Important Books Series
The first book is I Am Charlotte Simmons. Written by Tom Wolfe, published in 2004, the book is a 700+ plus page fictitious work examining the current state of the (elite) American university. Wolfe examines American undergraduate life through the country-bumpkin character of Charlotte Simmons who matriculates at fictional DuPont University, which smells and looks a great deal like Duke University. In fact, let's just cut to the chase: the book is basically about Duke University, albeit with some ideas and experiences Wolfe culled from other universities. Yes, to write this book, he actually went to a number of schools--Duke, Michigan, and others--and lived with students to get a feel for their world. The resulting portrait is quite accurate, if a bit sexualized.
That last line should catch your attention, because if you know anything about coed life, it's that it is sexually oriented in this day and age.

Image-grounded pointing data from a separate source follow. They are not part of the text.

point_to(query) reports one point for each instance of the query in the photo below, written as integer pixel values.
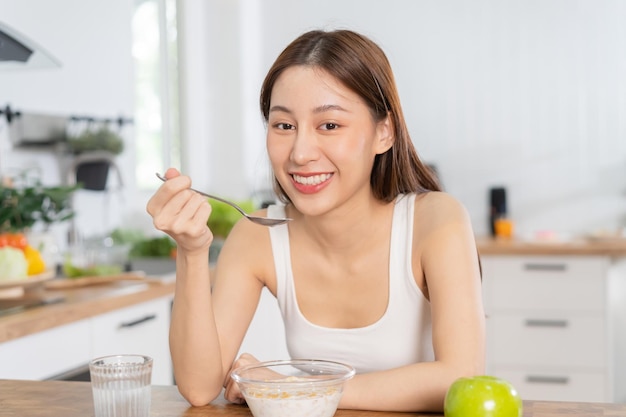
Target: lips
(312, 179)
(310, 184)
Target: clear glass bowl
(296, 387)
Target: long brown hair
(362, 66)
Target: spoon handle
(230, 203)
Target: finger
(192, 217)
(171, 173)
(233, 393)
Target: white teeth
(312, 180)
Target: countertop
(79, 303)
(74, 399)
(612, 247)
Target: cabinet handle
(138, 321)
(545, 267)
(542, 379)
(546, 323)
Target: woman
(375, 256)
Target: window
(155, 54)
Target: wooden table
(73, 399)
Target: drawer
(557, 386)
(544, 283)
(141, 329)
(531, 340)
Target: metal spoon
(265, 221)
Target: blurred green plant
(102, 139)
(24, 202)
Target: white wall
(92, 39)
(524, 94)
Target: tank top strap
(279, 236)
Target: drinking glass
(121, 385)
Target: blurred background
(529, 96)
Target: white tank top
(400, 337)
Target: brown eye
(329, 126)
(284, 126)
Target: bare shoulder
(438, 207)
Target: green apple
(482, 396)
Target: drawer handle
(545, 267)
(546, 323)
(138, 321)
(541, 379)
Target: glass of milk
(121, 385)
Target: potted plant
(94, 151)
(24, 203)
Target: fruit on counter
(13, 264)
(73, 271)
(482, 396)
(14, 240)
(36, 264)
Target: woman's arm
(444, 253)
(206, 329)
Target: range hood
(19, 52)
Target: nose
(305, 148)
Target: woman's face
(322, 140)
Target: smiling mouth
(311, 180)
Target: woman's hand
(181, 213)
(232, 392)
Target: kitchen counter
(77, 304)
(74, 399)
(615, 247)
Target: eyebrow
(319, 109)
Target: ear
(385, 136)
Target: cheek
(277, 150)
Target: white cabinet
(48, 353)
(547, 326)
(141, 328)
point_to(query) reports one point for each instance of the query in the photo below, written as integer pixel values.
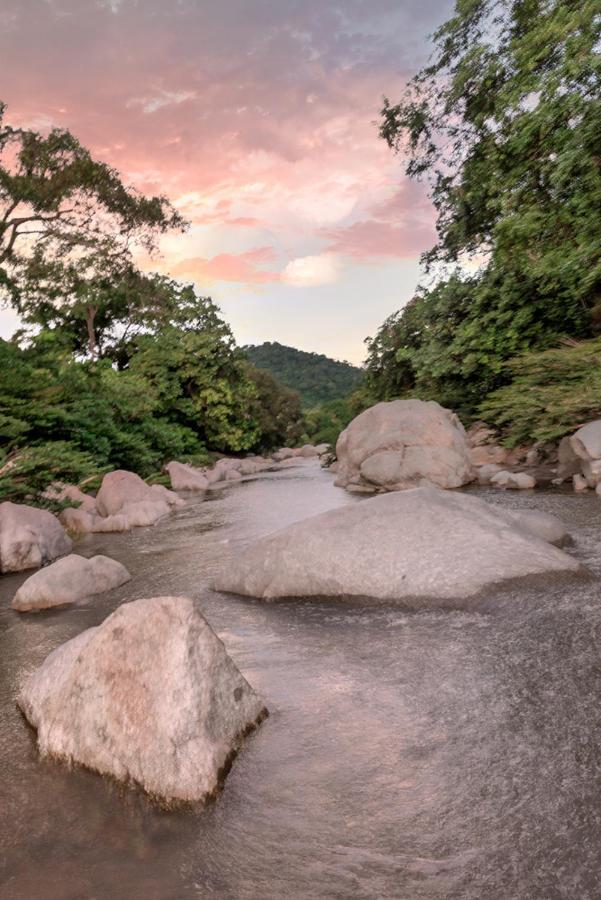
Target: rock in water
(402, 444)
(29, 537)
(68, 580)
(186, 478)
(124, 493)
(150, 696)
(422, 546)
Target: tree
(505, 125)
(69, 227)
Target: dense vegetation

However, even in an age drenched in sex, Wolfe overdoes it a bit. He makes it the motivating principle of nearly everything and everyone at college. While many students are driven by lust at college, not everyone is a frat boy or sorority girl. Many, in fact, are not. Wolfe portrays three of his four major characters--a jock, a geek, and a cool frat boy--as motivated almost exclusively by sex. I would agree that all of these stereotyped characters would in real life by sexually interested, but I do not think that all students represented by these characters are as obsessed with sex as their literary representatives.

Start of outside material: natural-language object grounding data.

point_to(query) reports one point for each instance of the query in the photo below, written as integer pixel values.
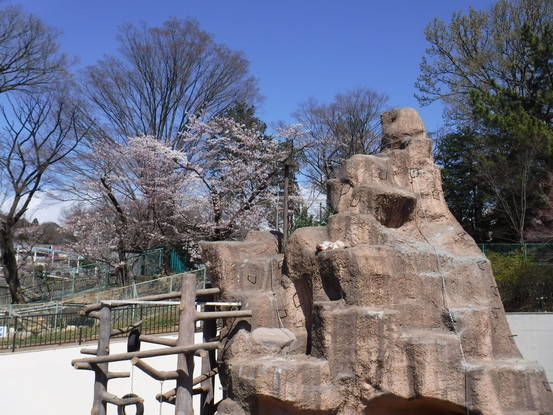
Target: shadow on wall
(394, 405)
(383, 405)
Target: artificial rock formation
(403, 317)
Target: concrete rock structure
(402, 316)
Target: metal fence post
(14, 333)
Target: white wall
(45, 383)
(534, 337)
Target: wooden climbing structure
(183, 346)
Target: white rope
(414, 174)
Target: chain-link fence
(68, 326)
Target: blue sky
(297, 48)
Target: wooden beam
(148, 338)
(156, 374)
(190, 349)
(204, 315)
(157, 297)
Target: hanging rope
(414, 174)
(160, 396)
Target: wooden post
(185, 361)
(101, 369)
(208, 363)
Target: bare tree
(163, 75)
(336, 131)
(29, 56)
(39, 131)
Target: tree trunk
(9, 263)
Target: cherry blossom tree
(133, 200)
(144, 194)
(237, 169)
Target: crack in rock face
(396, 315)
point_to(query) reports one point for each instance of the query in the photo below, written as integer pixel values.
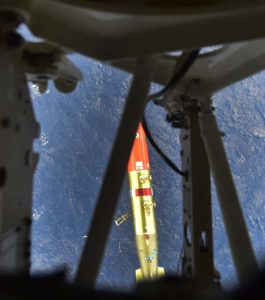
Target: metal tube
(240, 244)
(98, 232)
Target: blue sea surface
(77, 132)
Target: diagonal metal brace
(237, 232)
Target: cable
(167, 160)
(186, 61)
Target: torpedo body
(143, 209)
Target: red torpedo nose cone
(139, 159)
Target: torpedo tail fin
(160, 272)
(139, 275)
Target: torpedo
(143, 212)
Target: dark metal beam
(237, 231)
(197, 213)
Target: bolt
(14, 40)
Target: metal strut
(197, 261)
(240, 244)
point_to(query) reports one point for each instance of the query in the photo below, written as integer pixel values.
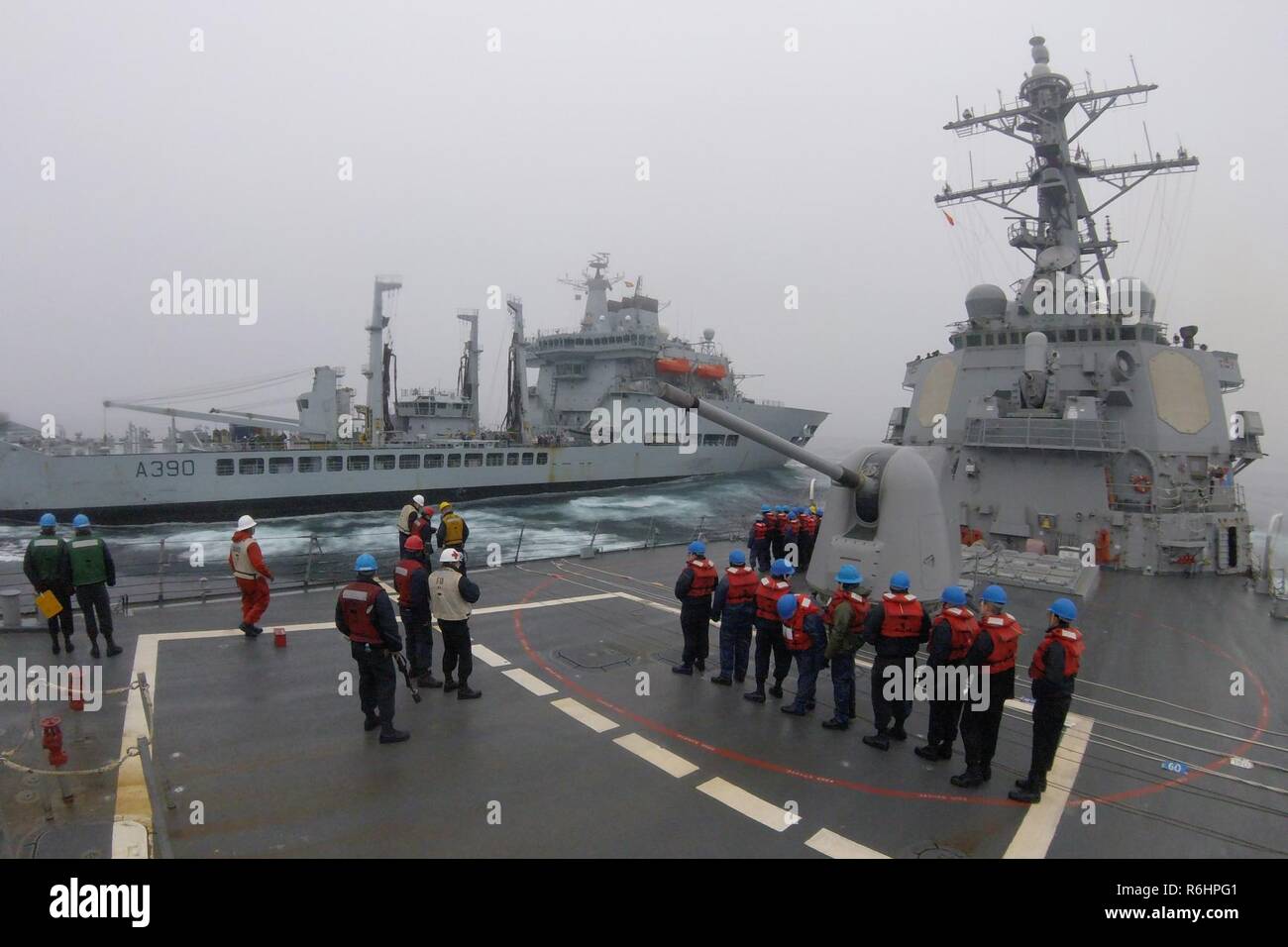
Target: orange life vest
(798, 638)
(767, 598)
(964, 626)
(1073, 647)
(903, 615)
(1005, 631)
(742, 585)
(703, 578)
(357, 603)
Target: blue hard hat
(1064, 609)
(995, 594)
(953, 595)
(786, 607)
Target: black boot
(973, 777)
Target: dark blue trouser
(807, 665)
(769, 639)
(842, 684)
(734, 642)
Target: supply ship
(340, 455)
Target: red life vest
(964, 626)
(859, 607)
(357, 603)
(903, 615)
(403, 573)
(798, 638)
(1005, 631)
(767, 598)
(1073, 647)
(703, 578)
(742, 585)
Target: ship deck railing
(1046, 433)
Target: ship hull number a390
(166, 468)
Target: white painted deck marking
(752, 806)
(583, 714)
(658, 755)
(487, 656)
(833, 845)
(529, 681)
(1041, 821)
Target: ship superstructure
(1073, 415)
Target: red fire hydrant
(53, 740)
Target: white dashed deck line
(585, 715)
(529, 682)
(658, 755)
(1041, 821)
(487, 656)
(833, 845)
(752, 806)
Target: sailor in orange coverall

With that one caveat, Wolfe nails so much of college life nowadays. As a recent college graduate (how long can you say recent?), I can say that Wolfe has well captured the stronghold liberal ideology has over college campuses, the social pecking order that does predominate at many schools, and the drunken debauchery that fuels the social lives of a good number of students nowadays. One should read Charlotte Simmons to understand what the typical coed's life looks like today. It's not a pretty picture, and there's a good deal of objectionable material, but for those who can read with discernment, the picture is quite revealing. In addition, one can read some rap lyrics penned by our very own Mr. Wolfe. They are quite hilarious.

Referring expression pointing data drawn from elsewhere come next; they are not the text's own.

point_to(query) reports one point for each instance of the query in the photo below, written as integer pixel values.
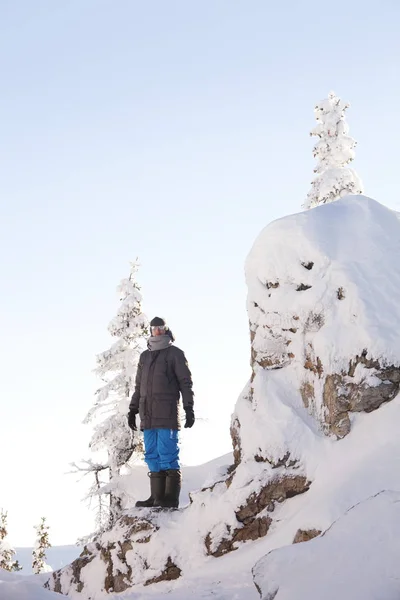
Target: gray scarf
(159, 342)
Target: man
(162, 375)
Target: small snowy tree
(333, 151)
(7, 552)
(39, 551)
(117, 368)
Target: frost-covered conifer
(333, 151)
(7, 552)
(117, 368)
(39, 551)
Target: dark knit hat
(158, 322)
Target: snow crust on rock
(19, 587)
(297, 315)
(357, 558)
(323, 287)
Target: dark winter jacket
(161, 376)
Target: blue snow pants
(161, 449)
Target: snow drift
(325, 350)
(357, 557)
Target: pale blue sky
(173, 131)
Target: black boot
(172, 489)
(157, 490)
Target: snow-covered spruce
(322, 304)
(111, 435)
(39, 551)
(7, 552)
(333, 151)
(357, 557)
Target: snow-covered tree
(7, 552)
(333, 151)
(111, 436)
(39, 551)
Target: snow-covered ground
(349, 472)
(297, 267)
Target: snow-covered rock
(357, 558)
(19, 587)
(324, 313)
(325, 347)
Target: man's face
(157, 331)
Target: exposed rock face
(251, 523)
(342, 393)
(318, 313)
(315, 359)
(118, 571)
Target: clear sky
(172, 131)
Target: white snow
(357, 558)
(334, 150)
(353, 245)
(19, 587)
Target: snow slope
(303, 331)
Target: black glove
(189, 417)
(132, 420)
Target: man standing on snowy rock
(163, 374)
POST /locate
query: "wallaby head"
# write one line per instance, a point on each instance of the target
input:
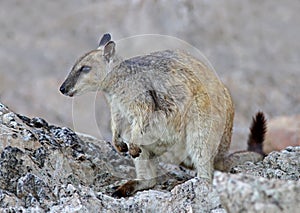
(88, 72)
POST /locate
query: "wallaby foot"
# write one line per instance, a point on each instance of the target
(134, 150)
(132, 186)
(120, 145)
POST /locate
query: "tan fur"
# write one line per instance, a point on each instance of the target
(166, 106)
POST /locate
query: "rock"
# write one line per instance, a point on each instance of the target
(282, 131)
(49, 168)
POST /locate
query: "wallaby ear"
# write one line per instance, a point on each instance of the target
(105, 39)
(109, 50)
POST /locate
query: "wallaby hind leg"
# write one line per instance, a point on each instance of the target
(146, 176)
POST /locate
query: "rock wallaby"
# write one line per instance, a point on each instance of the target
(165, 106)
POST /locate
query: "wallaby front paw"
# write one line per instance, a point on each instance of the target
(134, 150)
(125, 190)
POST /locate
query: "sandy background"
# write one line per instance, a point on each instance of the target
(253, 45)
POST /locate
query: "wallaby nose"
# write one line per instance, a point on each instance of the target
(62, 89)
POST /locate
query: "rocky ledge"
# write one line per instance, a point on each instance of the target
(45, 168)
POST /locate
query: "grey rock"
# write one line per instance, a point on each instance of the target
(46, 168)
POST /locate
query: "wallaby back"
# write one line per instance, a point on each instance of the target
(165, 106)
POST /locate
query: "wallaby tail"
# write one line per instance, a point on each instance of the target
(254, 152)
(257, 134)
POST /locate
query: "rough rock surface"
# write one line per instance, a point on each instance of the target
(46, 168)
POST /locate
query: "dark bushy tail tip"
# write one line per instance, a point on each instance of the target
(257, 134)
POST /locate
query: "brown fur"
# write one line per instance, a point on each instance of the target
(165, 106)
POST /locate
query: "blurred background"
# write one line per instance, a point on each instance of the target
(252, 44)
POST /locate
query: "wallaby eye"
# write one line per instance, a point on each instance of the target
(85, 69)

I Am Charlotte Simmons is entertaining, insightful, and generally on the mark. It's over-sexualized, but it makes a powerful point: the postmodern student enters a world dominated by darkness in matriculating at academically excellent institutions nowadays. Where is the church in all this? Indeed, perhaps the saddest aspect of the whole book was this: Charlotte never meets a Christian. Noone reaches out to her as she spirals into moral ambivalence and worse. Perhaps this is because Wolfe cares little for Christians. Or perhaps it's because Wolfe did not encounter Christians engaging the lost people he met at the universities he visited. If so, this is a tragic thought. How sad that Christians would have their own fellowships and associations, conduct their own Bible studies, and go on their own retreats--and never even get to know a lost person. May it never be so with us, and may we not abandon those all around us who are, like Charlotte, plunging deeper and deeper into sin.